Me: ::noncommittal grunt::
Babysitter: So
you leave me? But I ahLOVE you, I ahLOVE
Shmooshy! Oh I ahLOVE you both! (did she love us so much when she accidentally
fed my child someone else’s food for a week then absconded to the dentist an
hour before pickup without telling me? I think these things but remain silent.
Confront her? Be honest? HECK NO!)
Me: (seeing an
opening for flattery) Oh we love you too Mrs. Babysitter!!! (as long as all Shmooshy ate was formula and
she didn’t move. At all. Things were cool)
Babysitter: Oh,
so is Shmooshy STILL CRYING HYSTERICALLY FOR NO REASON?
Me: (sensing
another opening) YES! She acts like a baby ALL the time!! I mean, what a
complete PAIN right? Babies! Pshhh!!
Babysitter: Okay-
so she still very very hard baby. Very hard. Always crying when I leave her all alone in an
unfamiliar place- like my basement? ::clicking tongue noises:: Very hard baby!!
Okay- so when she good baby again. Call me yes? I hear from you soon? When she
good baby again?
Me: somewhat
louder noncommittal grunt.
Well…I’m off the hook for another week right? I’m so afraid
of confrontation I simply DO NOT get people who relish it. Who seek it
out. On a daily basis. This is extra ironic, since I’m from a family of competitive
maniacs and my hubbie is so competitive
he doesn’t even REALIZE he’s being competitive. OF COURSE it’s normal to see
who can brush their teeth faster. Why?
I got a full does of this exciting family
trait spending some time with my then 3 year old (freakishly genius, precocious
in a cute and sometimes scary way) niece.
Me: Let’s color!
Chani: Okay!
Me: (seeing an
opportunity to teach a prodigy about the joy and freedom of art) See- art is
about feelings- we can use the crayons to show what’s inside our heart. Since
it’s what’s inside our heart- there’s no right or wrong way to make art- just
like nobody can tell you how to feel- nobody can tell you how to make your art!

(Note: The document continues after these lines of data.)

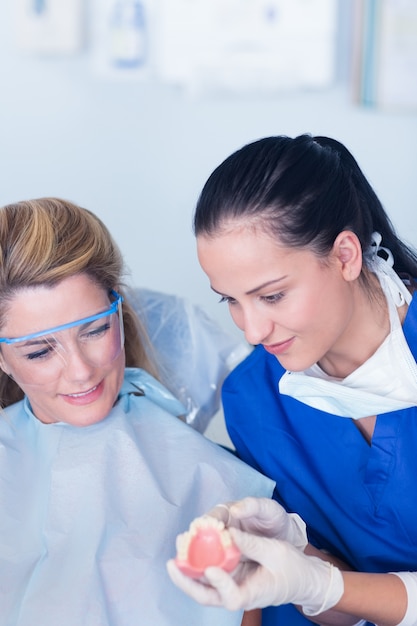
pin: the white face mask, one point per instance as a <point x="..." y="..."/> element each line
<point x="385" y="382"/>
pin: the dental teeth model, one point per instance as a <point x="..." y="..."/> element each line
<point x="207" y="543"/>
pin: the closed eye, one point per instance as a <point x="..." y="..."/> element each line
<point x="273" y="298"/>
<point x="40" y="354"/>
<point x="227" y="299"/>
<point x="96" y="333"/>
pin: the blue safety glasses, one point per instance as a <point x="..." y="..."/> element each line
<point x="39" y="357"/>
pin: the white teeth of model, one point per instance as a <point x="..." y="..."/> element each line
<point x="83" y="393"/>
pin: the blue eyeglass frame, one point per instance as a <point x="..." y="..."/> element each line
<point x="113" y="308"/>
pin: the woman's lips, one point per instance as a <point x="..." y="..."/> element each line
<point x="279" y="348"/>
<point x="84" y="397"/>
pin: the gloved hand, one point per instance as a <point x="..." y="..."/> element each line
<point x="264" y="517"/>
<point x="275" y="573"/>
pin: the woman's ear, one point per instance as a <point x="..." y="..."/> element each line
<point x="347" y="251"/>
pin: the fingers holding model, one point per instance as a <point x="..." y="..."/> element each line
<point x="275" y="573"/>
<point x="263" y="516"/>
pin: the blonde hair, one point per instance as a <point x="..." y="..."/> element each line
<point x="46" y="240"/>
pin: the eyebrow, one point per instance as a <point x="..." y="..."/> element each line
<point x="255" y="289"/>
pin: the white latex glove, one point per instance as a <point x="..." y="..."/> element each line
<point x="275" y="573"/>
<point x="264" y="517"/>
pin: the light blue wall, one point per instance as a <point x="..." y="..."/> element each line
<point x="138" y="154"/>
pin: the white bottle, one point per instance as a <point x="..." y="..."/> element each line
<point x="128" y="36"/>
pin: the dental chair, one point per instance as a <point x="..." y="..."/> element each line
<point x="194" y="353"/>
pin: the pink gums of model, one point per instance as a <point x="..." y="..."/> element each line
<point x="207" y="543"/>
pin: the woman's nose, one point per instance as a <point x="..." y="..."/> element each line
<point x="75" y="364"/>
<point x="256" y="326"/>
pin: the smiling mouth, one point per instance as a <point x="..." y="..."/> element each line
<point x="278" y="348"/>
<point x="81" y="394"/>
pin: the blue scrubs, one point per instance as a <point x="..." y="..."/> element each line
<point x="359" y="501"/>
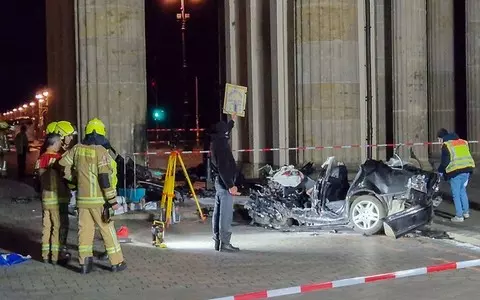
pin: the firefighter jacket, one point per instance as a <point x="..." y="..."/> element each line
<point x="53" y="186"/>
<point x="90" y="167"/>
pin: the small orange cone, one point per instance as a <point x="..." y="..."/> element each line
<point x="122" y="235"/>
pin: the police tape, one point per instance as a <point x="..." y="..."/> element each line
<point x="341" y="283"/>
<point x="174" y="129"/>
<point x="300" y="148"/>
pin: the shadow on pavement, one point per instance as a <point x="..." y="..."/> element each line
<point x="19" y="240"/>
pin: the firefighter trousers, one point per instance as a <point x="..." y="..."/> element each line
<point x="87" y="219"/>
<point x="55" y="231"/>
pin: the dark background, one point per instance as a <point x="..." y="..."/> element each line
<point x="23" y="66"/>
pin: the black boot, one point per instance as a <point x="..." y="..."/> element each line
<point x="64" y="258"/>
<point x="228" y="248"/>
<point x="120" y="267"/>
<point x="103" y="256"/>
<point x="217" y="244"/>
<point x="87" y="265"/>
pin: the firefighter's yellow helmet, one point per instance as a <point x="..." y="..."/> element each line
<point x="51" y="128"/>
<point x="64" y="128"/>
<point x="97" y="126"/>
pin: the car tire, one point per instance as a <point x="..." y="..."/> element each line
<point x="377" y="208"/>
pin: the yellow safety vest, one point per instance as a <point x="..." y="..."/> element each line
<point x="460" y="157"/>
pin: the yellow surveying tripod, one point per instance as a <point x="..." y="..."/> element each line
<point x="166" y="204"/>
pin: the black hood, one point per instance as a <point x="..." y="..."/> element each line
<point x="222" y="130"/>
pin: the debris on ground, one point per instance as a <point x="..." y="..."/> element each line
<point x="10" y="259"/>
<point x="21" y="200"/>
<point x="429" y="233"/>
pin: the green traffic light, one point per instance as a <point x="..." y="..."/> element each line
<point x="159" y="114"/>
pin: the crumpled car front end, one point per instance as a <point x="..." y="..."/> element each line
<point x="421" y="200"/>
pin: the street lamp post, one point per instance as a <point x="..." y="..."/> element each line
<point x="42" y="98"/>
<point x="183" y="17"/>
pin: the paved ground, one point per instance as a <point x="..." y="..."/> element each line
<point x="189" y="269"/>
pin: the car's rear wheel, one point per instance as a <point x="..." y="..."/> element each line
<point x="366" y="214"/>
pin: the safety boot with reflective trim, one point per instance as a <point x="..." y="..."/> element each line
<point x="228" y="248"/>
<point x="87" y="265"/>
<point x="120" y="267"/>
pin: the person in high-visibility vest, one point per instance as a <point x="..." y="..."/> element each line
<point x="456" y="167"/>
<point x="90" y="164"/>
<point x="4" y="147"/>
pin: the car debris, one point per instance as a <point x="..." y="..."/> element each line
<point x="395" y="196"/>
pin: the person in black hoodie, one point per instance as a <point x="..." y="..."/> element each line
<point x="457" y="165"/>
<point x="224" y="170"/>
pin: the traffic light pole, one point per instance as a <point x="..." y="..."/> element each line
<point x="183" y="18"/>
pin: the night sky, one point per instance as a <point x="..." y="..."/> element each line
<point x="23" y="60"/>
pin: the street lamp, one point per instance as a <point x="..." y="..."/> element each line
<point x="183" y="17"/>
<point x="42" y="98"/>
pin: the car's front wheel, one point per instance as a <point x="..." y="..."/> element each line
<point x="366" y="214"/>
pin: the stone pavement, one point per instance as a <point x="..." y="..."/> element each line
<point x="190" y="269"/>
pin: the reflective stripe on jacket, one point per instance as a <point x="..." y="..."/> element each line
<point x="460" y="157"/>
<point x="54" y="188"/>
<point x="84" y="164"/>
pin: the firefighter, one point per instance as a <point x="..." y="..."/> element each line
<point x="55" y="198"/>
<point x="91" y="165"/>
<point x="4" y="147"/>
<point x="50" y="127"/>
<point x="67" y="131"/>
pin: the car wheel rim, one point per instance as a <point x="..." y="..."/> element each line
<point x="365" y="215"/>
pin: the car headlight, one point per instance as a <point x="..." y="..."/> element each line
<point x="418" y="182"/>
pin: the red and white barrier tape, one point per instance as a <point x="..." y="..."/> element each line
<point x="302" y="148"/>
<point x="307" y="288"/>
<point x="173" y="129"/>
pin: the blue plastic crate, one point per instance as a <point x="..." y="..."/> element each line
<point x="132" y="195"/>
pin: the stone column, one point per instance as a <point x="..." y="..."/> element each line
<point x="380" y="77"/>
<point x="441" y="77"/>
<point x="410" y="105"/>
<point x="232" y="61"/>
<point x="111" y="69"/>
<point x="280" y="79"/>
<point x="60" y="23"/>
<point x="473" y="72"/>
<point x="327" y="79"/>
<point x="258" y="79"/>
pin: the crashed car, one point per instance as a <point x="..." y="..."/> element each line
<point x="395" y="196"/>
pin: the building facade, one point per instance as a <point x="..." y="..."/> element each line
<point x="319" y="72"/>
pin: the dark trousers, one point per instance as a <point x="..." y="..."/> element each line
<point x="222" y="214"/>
<point x="21" y="164"/>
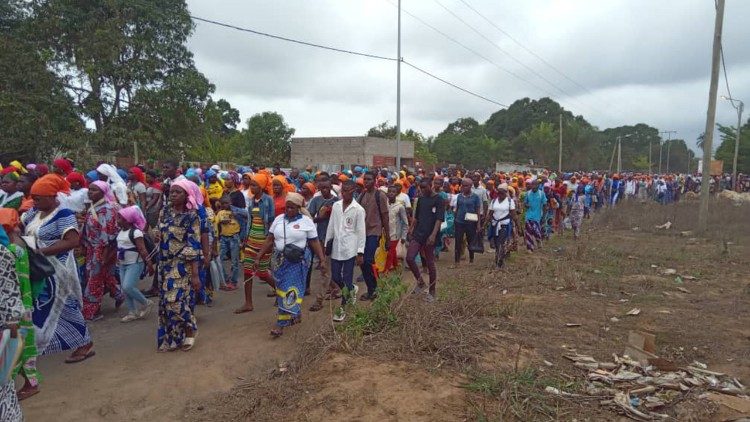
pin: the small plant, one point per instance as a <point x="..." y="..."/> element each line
<point x="380" y="315"/>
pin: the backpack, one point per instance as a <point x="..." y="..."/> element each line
<point x="153" y="256"/>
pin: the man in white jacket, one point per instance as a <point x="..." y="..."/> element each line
<point x="345" y="241"/>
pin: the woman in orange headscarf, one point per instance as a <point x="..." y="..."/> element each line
<point x="279" y="188"/>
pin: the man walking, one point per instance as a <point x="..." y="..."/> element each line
<point x="375" y="203"/>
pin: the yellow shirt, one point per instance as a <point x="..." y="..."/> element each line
<point x="228" y="225"/>
<point x="215" y="191"/>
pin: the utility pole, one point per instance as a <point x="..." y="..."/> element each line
<point x="398" y="94"/>
<point x="669" y="147"/>
<point x="559" y="152"/>
<point x="711" y="118"/>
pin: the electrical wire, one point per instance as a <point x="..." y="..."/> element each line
<point x="452" y="84"/>
<point x="292" y="40"/>
<point x="373" y="56"/>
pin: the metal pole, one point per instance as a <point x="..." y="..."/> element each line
<point x="559" y="152"/>
<point x="737" y="145"/>
<point x="710" y="118"/>
<point x="669" y="148"/>
<point x="398" y="94"/>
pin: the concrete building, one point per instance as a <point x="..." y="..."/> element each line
<point x="344" y="152"/>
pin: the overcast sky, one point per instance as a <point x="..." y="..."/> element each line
<point x="632" y="60"/>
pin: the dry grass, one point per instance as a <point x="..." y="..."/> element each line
<point x="495" y="328"/>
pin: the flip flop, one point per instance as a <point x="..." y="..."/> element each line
<point x="80" y="358"/>
<point x="242" y="310"/>
<point x="25" y="394"/>
<point x="188" y="344"/>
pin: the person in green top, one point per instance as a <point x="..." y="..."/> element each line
<point x="27" y="364"/>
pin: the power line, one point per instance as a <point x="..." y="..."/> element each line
<point x="278" y="37"/>
<point x="493" y="43"/>
<point x="528" y="50"/>
<point x="373" y="56"/>
<point x="452" y="84"/>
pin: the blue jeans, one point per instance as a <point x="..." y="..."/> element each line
<point x="232" y="244"/>
<point x="130" y="275"/>
<point x="342" y="273"/>
<point x="371" y="246"/>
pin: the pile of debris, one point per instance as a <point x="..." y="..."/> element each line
<point x="642" y="385"/>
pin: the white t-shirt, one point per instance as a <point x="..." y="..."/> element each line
<point x="75" y="201"/>
<point x="298" y="232"/>
<point x="501" y="210"/>
<point x="126" y="250"/>
<point x="401" y="197"/>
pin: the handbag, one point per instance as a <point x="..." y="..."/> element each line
<point x="292" y="253"/>
<point x="471" y="216"/>
<point x="39" y="266"/>
<point x="477" y="246"/>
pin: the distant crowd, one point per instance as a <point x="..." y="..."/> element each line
<point x="69" y="237"/>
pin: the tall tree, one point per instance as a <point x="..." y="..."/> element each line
<point x="37" y="116"/>
<point x="268" y="139"/>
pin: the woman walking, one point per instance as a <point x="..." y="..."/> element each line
<point x="180" y="248"/>
<point x="99" y="241"/>
<point x="27" y="363"/>
<point x="132" y="258"/>
<point x="11" y="312"/>
<point x="261" y="217"/>
<point x="58" y="321"/>
<point x="291" y="236"/>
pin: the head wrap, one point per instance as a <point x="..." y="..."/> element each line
<point x="138" y="174"/>
<point x="76" y="177"/>
<point x="4" y="239"/>
<point x="235" y="178"/>
<point x="42" y="169"/>
<point x="50" y="185"/>
<point x="104" y="187"/>
<point x="92" y="175"/>
<point x="64" y="165"/>
<point x="134" y="216"/>
<point x="287" y="187"/>
<point x="17" y="164"/>
<point x="8" y="219"/>
<point x="311" y="187"/>
<point x="191" y="191"/>
<point x="115" y="181"/>
<point x="299" y="201"/>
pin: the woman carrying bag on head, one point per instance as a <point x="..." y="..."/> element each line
<point x="292" y="235"/>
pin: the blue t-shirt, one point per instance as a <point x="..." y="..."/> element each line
<point x="465" y="204"/>
<point x="534" y="205"/>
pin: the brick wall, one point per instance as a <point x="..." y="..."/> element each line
<point x="344" y="151"/>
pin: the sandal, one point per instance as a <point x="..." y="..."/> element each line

That’s what makes art so gosh darn….
Chani: ::holding
up paper with crayon scribbled on both sides:: I WIN!
Me: !?!?!?
WHAT??? You can’t WIN at coloring!
Chani ::holding
up a second page efficiently coated in scribbles”: I WIN AGAIN!!! YOU’RE TOO SLOW!
Apparently- most of Chani’s feelings involved crushing the inferior
aunt (ant?) creature in front of her. Art is free expression right? Chani
freely expressed her competitive nature! Needless to say I forfeited. Competitive
people can even win at ART! Nothing says free spirited, unhindered human
expression like “I WIN!”. The funniest part is that the very need to compete,
to win- to prove wit, strength, capability- is so easily overcome by the
less-than-winning attitude of “meh”. If one is a noncompetitive ketzela among a
pride of competitive big cats- the “meh” is key to survival (not to winning of
course- just to surviving- thanks goodness!) Nothing gets a competitive person going like “Yup.
You win. I lose. All done!” The shock on their faces is priceless. But- what?
Wait! Huh? It’s fun to see the bewilderment cross their faces. Of course
competitiveness- and the ability to
confront- have their place. People who are competitive are also assertive. This
is ESSENTIAL for LONG TERM SURVIVAL (and, sure for winning too) They can always
say what needs to be said and not get kicked in the face. Eg: Tell that lousy
babysitter/guy who cut you in line/boss who wont give you benefits/ nosy
neighbor/ mean frenemy- exactly what’s on your mind. In cool, logical terms-
assertive people say “I left you a month
ago- you are not fit to care for children/ I was here first. Please go back to
the end of the line/ I bring in x number of clients. You can’t bill for them
without me. I’m a desirable employee. Give me benefits or I’m out/ No, sorry
where I went ISNT your business/ I’m sorry- I don’t really like you and don’t
want to have anything to do with you
anymore frenemy. Thanks.” So , I guess
competitiveness has its place. But I still don’t get it.